Directed by Tim Story
How’s this for high-concept: a buddy movie pairing a bumbling white cop with a street-wise black woman who aspires to be a NASCAR driver? The silly plot involves chasing a gang of supermodel bank robbers around NYC in a tricked out taxi. Make no mistake -- Taxi is a dumb comedy full of repetitive humor that leans on racial stereotypes and lots and lots of car chasing. That said, it’s a fairly well-executed dumb comedy full of repetitive humor and chase sequences. Jimmy Fallon isn’t believable as a cop (the lead role – Washburn) but, in the spirit of this silly movie his performance works pretty well – the running joke is that he can’t drive but he’s constantly getting behind the wheel and crunching up cars. Queen Latifah plays Belle, the female lead, a bike-messenger-turned-cab-driver with lots of attitude. Her performance leans heavily on stereotypes of black women but I must say she made me laugh more than anything else in this dumbed-down comedy. Since she aspires to NASCAR, she can’t drive any old cab – she has this super-charged, wolf-in-sheep’s-clothing taxi -- which facilitates all of the chasing of the supermodels. Incidentally, I think the production design team for Taxi blew a chance to score with the young male audience that made the Fast and Furious movies box office bonanzas. Belle’s hot taxi looked phony – something that crowd will no doubt notice. I think they should have played it straight with the hot car – made it look like a realistic street rod instead of a comic prop.

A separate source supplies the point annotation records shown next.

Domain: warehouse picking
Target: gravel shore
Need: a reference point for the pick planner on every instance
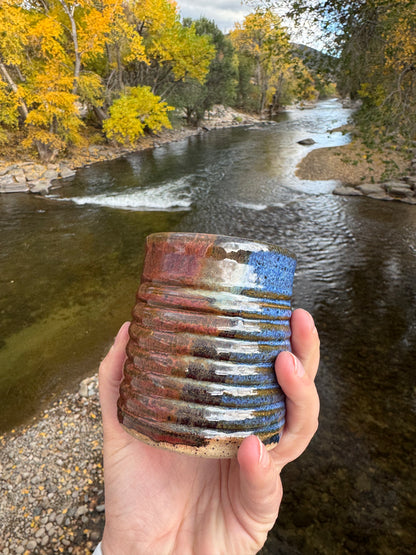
(52, 498)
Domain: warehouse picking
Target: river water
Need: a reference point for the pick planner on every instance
(70, 265)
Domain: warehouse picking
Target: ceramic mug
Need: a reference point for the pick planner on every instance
(212, 314)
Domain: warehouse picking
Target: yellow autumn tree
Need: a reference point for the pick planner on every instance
(59, 58)
(265, 41)
(136, 111)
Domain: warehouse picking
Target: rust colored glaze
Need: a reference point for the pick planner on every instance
(212, 314)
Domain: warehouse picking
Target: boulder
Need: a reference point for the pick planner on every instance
(66, 172)
(50, 174)
(306, 142)
(18, 175)
(346, 190)
(40, 186)
(399, 189)
(371, 189)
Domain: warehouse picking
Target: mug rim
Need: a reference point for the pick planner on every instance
(222, 240)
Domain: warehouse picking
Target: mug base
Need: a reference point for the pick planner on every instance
(213, 449)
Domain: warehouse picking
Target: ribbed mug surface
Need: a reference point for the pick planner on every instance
(212, 314)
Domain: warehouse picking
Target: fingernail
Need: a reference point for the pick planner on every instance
(297, 366)
(261, 451)
(311, 322)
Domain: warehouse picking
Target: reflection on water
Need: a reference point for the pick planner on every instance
(71, 263)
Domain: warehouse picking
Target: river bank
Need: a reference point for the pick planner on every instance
(385, 175)
(52, 485)
(19, 175)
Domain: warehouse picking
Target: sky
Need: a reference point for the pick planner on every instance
(226, 12)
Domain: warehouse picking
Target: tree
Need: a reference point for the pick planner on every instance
(375, 42)
(59, 58)
(267, 66)
(137, 110)
(219, 87)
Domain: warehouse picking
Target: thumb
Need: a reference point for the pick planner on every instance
(110, 375)
(260, 486)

The silliest aspect of Taxi is the supermodel angle. When they put out the DVD an interesting extra would be video of the pre-production meeting where some studio execs are sitting around discussing what elements they’re going to stuff into the “unnamed Queen Latifah/Jimmy Fallon buddy project”. They’ve already determined that he is going to play the stereotypical impotent (can’t drive) white guy in contrast to her only-slightly-out-of-the-envelope NASCAR-aspiring-street-wise black woman. When they realize that they need more – who are the villains? -- somebody suggests the supermodel bank robber concept – at least it hasn’t been done before (I think.) The scene in the meeting room where that concept is discussed could make the kind of “inside baseball” feature that adds value to a DVD. I’ll bet that there is a lot of humor – intentional and unintentional – in meetings like that. I just wish that I could have been a fly on the wall when the powers that be decided to green-light the concept of supermodel bank robbers. Not that supermodel bank robbers isn’t a funny concept – it is funny and it’s consistent with the tone of this movie. But the mental picture of a room full of Hollywood executives sitting around having a serious business discussion about supermodel bank robbers is funnier to me than the concept itself.
The producers of Taxi didn’t mess around in the casting of said supermodels. Headlining is Brazilian beauty Gisele Bundchen with Ana Cristina De Oliveira, Ingrid Vandebosch, and Magali Amadei rounding out her nefarious crew. They’re usually shot in slo-mo or striking a pose – just like real bank robbers – ha! -- right – so realistic! It’s all in fun though -- Taxi is a silly movie and the supermodel stuff is consistent with that overall feel.
Queen Latifah and Jimmy Fallon worked well together as mismatched buddies. The humor felt a little repetitive but I can’t fault the actors – the leads gave spirited performances. Ann-Margret was funny as Washburn’s alcoholic mother but the two significant others for the leads felt tacked on. In the typical, formulaic fashion both leads are having trouble in their relationships and help each other get over those problems after first appearing to cause more trouble with the boyfriend/girlfriend. The filmmakers would have been wise to leave those characters out – hey! -- they could have given us more slo-mo of Gisele! Overall – I can’t recommend this movie – but given the genre it’s not too bad – I’m not sorry that I saw it. Taxi has some redeeming qualities – the two leads, for example. Also, it’s the kind of movie that won’t lose much if transferred to DVD – the production design, etc. is unimpressive -- there aren’t any stunning visuals to be diminished. Director Tim Story did so well with Barbershop -- which ranked #8 on my Best of 2002 List on the strength of a clever script and a great ensemble cast -- Taxi is a big disappointment against that high standard.